During my time in Texas, I was also able to spend some time at Camp Bullis in San Antonio, Texas. Although my trip here was short, we met amazing people on base such as Jim Peterson, Natural Resource Manager and Shannon Carrasco, Natural Resources Specialist. Both of them joined us to see how the surveys are conducted and they also shared their experiences with wildlife management. It has been exciting to meet so many people that want to get involved with this project and help create and protect monarch butterflies and other pollinator habitat. I really enjoyed seeing the pollinator garden Jim had started to put together. He actually was able to save a couple milkweed plants and managed to relocate them to the pollinator garden before they got mowed over. We found 2 instars on these milkweed plants, one 4th and one 5th instar. Another highlight from this project was spotting another milkweed species, Green Comet Milkweed (A.viridiflora). Although a lot of the milkweed plants we were finding were either Antelope Horn (A. asperula) or Green Antelope horn (A.viridis) it was always thrilling to see. After my time in Texas I was set to head to Oklahoma, again. 
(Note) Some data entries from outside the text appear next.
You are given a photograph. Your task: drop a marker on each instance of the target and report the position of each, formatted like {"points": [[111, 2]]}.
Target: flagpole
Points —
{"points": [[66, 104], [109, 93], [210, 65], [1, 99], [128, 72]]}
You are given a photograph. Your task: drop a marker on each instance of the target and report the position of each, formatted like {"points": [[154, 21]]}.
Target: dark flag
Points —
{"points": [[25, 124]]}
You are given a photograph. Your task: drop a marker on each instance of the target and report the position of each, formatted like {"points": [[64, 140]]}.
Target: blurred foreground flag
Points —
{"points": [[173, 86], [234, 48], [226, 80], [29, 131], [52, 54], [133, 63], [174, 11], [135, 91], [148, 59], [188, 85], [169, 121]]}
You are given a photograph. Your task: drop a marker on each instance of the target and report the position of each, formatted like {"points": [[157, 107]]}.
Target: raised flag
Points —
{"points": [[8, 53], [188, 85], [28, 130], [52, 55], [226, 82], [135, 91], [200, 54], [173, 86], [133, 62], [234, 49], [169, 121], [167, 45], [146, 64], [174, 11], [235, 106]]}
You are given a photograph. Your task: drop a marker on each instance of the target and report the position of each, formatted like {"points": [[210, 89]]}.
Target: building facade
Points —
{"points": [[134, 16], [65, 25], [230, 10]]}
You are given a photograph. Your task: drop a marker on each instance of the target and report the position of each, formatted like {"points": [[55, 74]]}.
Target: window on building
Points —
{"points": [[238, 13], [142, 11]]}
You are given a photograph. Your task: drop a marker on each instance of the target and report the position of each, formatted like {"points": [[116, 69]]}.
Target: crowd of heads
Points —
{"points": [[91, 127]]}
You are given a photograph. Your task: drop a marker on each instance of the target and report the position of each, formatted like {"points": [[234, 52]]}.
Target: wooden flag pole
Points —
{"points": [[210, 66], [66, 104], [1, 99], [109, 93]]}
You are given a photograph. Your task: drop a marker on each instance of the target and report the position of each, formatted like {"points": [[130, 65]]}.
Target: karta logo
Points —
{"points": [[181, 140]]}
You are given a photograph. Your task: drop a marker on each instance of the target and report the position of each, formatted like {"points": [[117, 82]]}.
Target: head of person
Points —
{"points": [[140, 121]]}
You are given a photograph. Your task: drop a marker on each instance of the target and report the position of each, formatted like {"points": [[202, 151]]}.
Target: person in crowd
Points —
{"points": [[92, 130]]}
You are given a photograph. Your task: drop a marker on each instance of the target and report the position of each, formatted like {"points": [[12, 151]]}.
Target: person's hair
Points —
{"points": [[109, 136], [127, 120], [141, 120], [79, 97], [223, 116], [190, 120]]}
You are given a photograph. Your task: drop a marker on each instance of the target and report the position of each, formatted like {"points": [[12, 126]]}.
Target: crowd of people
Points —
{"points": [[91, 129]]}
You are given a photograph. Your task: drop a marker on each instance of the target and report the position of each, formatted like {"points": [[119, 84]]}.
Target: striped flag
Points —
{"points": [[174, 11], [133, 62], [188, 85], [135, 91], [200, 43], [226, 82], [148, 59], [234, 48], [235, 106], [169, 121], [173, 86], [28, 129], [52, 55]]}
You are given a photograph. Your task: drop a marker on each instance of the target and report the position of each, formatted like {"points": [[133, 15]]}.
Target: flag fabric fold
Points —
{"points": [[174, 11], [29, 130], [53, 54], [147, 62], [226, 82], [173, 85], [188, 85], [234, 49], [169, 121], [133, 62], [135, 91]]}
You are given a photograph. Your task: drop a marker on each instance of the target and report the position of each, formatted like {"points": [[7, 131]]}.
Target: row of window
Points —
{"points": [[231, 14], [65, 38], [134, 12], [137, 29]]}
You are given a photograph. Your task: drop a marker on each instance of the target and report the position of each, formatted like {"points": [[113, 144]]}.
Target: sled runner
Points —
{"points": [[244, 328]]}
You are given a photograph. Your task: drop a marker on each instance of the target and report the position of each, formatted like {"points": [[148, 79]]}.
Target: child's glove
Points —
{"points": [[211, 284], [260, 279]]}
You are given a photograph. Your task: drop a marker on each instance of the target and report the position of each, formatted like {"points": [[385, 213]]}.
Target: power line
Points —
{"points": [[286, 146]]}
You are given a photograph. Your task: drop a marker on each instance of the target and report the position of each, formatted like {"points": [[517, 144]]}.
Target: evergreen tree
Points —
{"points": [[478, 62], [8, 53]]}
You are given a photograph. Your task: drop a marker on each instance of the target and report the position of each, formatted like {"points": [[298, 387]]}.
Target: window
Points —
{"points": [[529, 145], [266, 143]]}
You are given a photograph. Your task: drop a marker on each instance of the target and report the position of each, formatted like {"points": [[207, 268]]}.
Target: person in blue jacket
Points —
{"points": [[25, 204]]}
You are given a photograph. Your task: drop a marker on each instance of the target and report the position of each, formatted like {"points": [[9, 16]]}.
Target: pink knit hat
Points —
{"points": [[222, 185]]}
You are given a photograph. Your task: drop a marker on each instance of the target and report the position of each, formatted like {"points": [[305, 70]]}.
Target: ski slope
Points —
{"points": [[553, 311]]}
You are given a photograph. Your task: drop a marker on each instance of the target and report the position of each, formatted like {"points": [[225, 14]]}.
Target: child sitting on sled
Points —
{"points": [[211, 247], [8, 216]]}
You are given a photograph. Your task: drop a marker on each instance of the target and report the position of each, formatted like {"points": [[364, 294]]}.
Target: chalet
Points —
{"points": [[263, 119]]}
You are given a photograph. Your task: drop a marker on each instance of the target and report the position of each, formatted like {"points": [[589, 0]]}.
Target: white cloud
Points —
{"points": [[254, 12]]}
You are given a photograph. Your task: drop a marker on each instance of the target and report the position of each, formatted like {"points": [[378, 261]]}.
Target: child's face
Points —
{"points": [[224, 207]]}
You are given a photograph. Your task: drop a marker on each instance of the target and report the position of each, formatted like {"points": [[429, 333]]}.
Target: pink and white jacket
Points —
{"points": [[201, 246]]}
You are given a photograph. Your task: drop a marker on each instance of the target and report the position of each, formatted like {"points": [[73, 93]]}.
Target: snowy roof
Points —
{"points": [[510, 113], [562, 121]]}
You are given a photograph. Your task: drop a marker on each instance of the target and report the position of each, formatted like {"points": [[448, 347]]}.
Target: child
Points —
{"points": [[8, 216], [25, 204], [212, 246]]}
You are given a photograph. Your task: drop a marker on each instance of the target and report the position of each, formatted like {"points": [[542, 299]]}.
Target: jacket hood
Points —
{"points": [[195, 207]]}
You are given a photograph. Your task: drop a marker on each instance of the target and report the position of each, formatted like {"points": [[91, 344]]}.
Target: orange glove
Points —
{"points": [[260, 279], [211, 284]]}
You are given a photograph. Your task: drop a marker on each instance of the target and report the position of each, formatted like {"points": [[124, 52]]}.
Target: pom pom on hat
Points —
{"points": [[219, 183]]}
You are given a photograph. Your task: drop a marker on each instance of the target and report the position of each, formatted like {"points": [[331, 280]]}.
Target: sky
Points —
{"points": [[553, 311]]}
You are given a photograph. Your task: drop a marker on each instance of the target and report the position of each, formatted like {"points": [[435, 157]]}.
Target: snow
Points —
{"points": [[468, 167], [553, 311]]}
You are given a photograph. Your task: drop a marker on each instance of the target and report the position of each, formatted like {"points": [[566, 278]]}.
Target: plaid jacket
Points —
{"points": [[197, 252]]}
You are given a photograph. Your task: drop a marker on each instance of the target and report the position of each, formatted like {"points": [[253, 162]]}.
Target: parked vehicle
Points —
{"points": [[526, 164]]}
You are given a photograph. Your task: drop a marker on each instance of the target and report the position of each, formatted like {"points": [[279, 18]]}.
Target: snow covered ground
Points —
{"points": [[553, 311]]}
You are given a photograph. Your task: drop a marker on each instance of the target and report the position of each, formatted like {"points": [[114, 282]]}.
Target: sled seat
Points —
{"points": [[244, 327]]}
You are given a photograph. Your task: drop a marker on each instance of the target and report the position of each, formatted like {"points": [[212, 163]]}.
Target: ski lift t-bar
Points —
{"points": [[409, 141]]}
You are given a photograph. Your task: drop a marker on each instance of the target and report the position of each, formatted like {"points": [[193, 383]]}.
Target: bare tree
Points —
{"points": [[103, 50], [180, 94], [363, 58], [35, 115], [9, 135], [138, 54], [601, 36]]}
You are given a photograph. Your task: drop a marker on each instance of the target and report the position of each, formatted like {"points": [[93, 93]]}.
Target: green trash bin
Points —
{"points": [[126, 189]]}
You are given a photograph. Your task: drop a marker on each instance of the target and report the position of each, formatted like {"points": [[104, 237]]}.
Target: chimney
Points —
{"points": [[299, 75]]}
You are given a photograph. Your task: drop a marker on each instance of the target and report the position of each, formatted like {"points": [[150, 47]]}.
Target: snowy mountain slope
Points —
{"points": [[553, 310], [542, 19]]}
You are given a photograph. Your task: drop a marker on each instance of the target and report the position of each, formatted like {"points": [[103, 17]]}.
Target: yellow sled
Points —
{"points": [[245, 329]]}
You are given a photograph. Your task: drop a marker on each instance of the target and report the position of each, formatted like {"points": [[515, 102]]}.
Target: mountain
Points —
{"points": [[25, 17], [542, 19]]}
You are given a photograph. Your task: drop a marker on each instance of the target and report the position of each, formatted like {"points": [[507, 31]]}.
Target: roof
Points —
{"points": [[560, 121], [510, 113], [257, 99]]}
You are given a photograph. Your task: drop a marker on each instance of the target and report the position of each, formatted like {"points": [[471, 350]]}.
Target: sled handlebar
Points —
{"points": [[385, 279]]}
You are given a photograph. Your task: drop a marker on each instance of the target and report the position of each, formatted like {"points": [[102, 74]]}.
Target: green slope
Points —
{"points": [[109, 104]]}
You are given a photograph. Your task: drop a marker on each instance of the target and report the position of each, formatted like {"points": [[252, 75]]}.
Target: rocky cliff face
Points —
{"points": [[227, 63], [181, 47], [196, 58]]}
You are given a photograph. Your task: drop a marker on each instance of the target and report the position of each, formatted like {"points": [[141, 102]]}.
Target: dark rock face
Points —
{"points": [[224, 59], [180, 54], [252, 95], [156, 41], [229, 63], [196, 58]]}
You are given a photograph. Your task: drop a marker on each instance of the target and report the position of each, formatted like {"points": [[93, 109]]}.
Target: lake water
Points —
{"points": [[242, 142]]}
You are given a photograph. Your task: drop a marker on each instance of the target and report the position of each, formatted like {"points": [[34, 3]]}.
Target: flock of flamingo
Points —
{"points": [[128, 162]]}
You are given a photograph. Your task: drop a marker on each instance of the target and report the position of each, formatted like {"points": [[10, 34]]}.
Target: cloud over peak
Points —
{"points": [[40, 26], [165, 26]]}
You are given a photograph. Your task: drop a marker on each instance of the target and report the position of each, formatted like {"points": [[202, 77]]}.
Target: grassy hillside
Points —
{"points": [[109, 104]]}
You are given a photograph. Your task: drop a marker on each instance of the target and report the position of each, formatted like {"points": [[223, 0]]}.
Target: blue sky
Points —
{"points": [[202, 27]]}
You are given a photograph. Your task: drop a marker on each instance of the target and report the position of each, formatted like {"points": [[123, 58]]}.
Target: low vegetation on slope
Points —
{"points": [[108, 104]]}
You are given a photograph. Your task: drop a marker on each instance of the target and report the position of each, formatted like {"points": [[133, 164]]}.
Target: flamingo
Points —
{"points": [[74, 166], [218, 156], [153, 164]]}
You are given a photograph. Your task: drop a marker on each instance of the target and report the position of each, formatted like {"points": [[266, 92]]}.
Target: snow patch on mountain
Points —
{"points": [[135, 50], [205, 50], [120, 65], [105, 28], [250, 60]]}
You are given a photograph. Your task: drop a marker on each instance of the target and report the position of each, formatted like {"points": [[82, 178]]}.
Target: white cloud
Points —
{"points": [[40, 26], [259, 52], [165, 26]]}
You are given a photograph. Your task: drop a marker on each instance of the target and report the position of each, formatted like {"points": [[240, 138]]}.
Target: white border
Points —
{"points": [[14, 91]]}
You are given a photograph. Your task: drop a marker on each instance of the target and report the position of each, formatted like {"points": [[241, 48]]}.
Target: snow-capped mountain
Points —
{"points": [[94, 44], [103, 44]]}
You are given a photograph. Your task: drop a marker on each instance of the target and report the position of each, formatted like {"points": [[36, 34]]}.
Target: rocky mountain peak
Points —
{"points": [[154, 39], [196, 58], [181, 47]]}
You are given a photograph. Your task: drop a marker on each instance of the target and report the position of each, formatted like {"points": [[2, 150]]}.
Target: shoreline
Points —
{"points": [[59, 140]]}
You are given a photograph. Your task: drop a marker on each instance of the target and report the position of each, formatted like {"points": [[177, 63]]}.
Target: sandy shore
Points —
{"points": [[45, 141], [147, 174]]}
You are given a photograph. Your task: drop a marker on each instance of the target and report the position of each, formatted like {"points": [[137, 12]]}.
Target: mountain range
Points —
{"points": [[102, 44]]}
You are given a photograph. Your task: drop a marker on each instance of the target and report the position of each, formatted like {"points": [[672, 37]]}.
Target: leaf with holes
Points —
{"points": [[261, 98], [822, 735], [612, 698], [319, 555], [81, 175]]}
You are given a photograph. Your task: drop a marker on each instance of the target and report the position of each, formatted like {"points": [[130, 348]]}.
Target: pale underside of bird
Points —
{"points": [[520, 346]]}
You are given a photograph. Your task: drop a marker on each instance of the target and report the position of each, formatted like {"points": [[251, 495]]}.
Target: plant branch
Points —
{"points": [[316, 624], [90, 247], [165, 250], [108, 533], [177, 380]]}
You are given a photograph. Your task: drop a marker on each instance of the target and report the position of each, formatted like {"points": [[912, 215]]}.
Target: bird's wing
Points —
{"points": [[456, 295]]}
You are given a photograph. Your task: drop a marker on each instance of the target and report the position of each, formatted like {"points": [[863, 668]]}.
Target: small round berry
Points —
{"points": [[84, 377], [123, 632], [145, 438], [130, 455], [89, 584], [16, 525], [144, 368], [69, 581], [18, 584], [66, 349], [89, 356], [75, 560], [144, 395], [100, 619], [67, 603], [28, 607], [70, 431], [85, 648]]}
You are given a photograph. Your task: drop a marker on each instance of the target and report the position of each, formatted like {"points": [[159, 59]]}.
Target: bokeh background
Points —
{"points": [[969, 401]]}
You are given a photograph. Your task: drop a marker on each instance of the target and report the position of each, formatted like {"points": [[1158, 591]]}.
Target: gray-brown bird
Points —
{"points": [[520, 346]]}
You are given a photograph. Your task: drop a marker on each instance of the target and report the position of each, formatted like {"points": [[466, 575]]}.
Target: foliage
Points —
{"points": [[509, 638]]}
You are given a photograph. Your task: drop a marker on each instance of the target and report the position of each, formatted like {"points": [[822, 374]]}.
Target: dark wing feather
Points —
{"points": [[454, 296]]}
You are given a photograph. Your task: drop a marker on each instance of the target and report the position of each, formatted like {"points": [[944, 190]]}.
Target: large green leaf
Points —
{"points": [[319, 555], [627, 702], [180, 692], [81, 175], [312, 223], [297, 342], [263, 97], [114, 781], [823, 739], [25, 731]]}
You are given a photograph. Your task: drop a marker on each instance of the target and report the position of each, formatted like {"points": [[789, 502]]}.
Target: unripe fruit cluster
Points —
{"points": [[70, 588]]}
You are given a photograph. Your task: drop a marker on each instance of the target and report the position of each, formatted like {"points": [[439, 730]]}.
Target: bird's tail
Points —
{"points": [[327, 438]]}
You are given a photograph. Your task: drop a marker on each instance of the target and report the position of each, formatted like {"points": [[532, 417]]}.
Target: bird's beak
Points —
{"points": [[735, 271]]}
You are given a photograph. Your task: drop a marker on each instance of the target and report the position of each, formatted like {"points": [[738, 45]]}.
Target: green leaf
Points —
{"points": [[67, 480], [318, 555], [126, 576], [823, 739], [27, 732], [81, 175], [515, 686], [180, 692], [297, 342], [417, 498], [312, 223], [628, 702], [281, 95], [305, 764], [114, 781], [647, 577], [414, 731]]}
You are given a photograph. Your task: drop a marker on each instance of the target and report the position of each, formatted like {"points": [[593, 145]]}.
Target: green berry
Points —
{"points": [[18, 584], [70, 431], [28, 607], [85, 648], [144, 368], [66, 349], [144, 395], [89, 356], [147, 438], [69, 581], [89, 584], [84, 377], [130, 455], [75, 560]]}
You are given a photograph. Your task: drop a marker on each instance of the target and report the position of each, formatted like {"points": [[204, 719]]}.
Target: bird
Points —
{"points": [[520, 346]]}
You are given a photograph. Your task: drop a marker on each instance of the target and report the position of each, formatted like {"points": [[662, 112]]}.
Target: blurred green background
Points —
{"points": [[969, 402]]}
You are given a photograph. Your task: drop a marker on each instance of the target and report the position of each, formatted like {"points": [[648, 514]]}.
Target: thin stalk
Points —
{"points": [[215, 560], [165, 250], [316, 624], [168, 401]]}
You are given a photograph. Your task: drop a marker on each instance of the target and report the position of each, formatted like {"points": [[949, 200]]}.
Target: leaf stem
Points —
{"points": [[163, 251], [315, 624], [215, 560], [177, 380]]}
Back to where I started my journey, in Lawton, Oklahoma. I had the pleasure of coming back to survey at Fort Sill for the rest of May. The first time I came to Oklahoma, it looked very different. The sky was gloomy and very little to no flowers were seen. This time around, the grass is green, more wildflowers are out and it feels familiar but different. It is interesting to think what a difference just a few months can make. There were so many wildflowers in bloom, although there were very few monarch butterflies and larvae sightings, I am hopeful because Fort Sill has great habitat for monarchs and other pollinators. Another highpoint was spotting another milkweed species at Ft. Sill, Engelman’s milkweed (A.engelmanniana), I almost missed it because the leaves are so thin and not very noticeable, but once I saw the flowers blooming I knew it was a milkweed. Overall, I am grateful for the help and knowledge that Russell Martin and Vici White, Natural Resource Managers, shared with me during my time at Fort Sill.